Hänninen is no stranger to the tutoring process, having been shown a trick or two from another underrated Finn in the past.

“That’s a good question,” Hänninen replies when DirtFish asks if he was ever taught much by another driver in his early career.

“OK, in the first years when it was more like a hobby then I just drove and tried to figure out myself what I should do and how I should do it but after some years and when I got a bit more help from Finland then Lasse Lampi started to help me and at that time he gave me a bit advice and ideas how I should drive and what to do, so he helped on that point.”

Takamoto Katsuta

For the uninitiated, Lasse Lampi was the man Tommi Mäkinen trusted and turned to help him develop the Mitsubishi Lancer in the late 1990s which of course Mäkinen used to claim four world titles on the bounce. Not a bad man to have showing you a trick or two.

Of course, the World Rally Championship title won’t be the target for Katsuta – at least not yet with that responsibility falling to lead drivers Sébastien Ogier and Elfyn Evans – but in Hänninen he now has a fast and wise source that he can tap into at freewill.

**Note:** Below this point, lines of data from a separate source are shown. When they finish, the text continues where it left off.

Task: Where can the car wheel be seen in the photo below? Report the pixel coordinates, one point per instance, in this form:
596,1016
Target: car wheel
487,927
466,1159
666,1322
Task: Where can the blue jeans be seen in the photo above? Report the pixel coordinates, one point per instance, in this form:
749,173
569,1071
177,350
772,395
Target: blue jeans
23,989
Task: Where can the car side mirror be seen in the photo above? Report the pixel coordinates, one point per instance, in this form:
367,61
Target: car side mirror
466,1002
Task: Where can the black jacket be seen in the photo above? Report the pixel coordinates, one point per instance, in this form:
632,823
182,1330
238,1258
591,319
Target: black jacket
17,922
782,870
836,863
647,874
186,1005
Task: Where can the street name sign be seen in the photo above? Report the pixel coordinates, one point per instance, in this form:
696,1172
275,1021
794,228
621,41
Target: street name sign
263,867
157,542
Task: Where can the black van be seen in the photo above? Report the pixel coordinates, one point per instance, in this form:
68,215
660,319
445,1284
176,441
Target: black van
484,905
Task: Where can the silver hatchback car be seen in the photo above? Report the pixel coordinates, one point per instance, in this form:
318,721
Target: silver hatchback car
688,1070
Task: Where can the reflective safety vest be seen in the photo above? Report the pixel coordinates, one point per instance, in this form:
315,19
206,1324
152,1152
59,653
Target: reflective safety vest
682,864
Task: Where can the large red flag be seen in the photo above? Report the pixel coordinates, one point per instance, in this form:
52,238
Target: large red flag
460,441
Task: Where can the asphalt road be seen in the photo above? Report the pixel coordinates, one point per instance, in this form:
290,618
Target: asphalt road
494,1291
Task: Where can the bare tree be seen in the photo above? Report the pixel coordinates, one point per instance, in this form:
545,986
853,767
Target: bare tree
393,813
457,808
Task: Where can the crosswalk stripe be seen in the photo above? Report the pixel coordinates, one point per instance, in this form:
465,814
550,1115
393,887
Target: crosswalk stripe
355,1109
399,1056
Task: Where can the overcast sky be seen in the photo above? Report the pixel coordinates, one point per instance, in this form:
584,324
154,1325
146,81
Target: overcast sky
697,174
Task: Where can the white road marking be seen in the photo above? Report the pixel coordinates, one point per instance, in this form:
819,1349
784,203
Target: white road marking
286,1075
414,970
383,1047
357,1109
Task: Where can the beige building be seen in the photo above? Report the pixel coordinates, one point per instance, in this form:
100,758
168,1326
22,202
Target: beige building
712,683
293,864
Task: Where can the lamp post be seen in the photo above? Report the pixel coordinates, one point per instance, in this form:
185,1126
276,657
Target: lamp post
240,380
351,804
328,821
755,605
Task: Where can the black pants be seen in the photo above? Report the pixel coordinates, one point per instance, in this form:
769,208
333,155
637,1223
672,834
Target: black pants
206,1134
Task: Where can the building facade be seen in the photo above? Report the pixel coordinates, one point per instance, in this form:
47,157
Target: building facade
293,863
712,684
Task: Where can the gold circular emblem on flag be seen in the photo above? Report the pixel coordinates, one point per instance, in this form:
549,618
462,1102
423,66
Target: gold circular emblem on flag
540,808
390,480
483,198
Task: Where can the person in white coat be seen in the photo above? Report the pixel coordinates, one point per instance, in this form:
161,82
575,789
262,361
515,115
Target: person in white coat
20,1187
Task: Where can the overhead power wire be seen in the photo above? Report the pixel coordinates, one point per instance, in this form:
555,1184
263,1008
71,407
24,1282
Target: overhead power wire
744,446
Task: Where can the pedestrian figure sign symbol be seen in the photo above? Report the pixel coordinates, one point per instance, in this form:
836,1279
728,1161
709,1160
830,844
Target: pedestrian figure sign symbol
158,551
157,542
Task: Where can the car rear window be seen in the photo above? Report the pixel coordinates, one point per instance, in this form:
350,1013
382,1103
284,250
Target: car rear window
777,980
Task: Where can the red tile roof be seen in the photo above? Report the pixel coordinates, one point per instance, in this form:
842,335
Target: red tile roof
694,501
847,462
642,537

Hänninen just hopes that he can help Katsuta realize his true potential so that he can start converting his promise into cold, hard results.

“If I can see, and I hope that I will, that I’m able to help him somehow and at the same time as I said that I know that there’s potential, I know that he has speed so just get that speed out constantly and we will see it by results at the end of the rallies,” he says.

“That’s where we are aiming and that’s our target. I’ll do what I can and hopefully, I’m able to help him to get the good results.”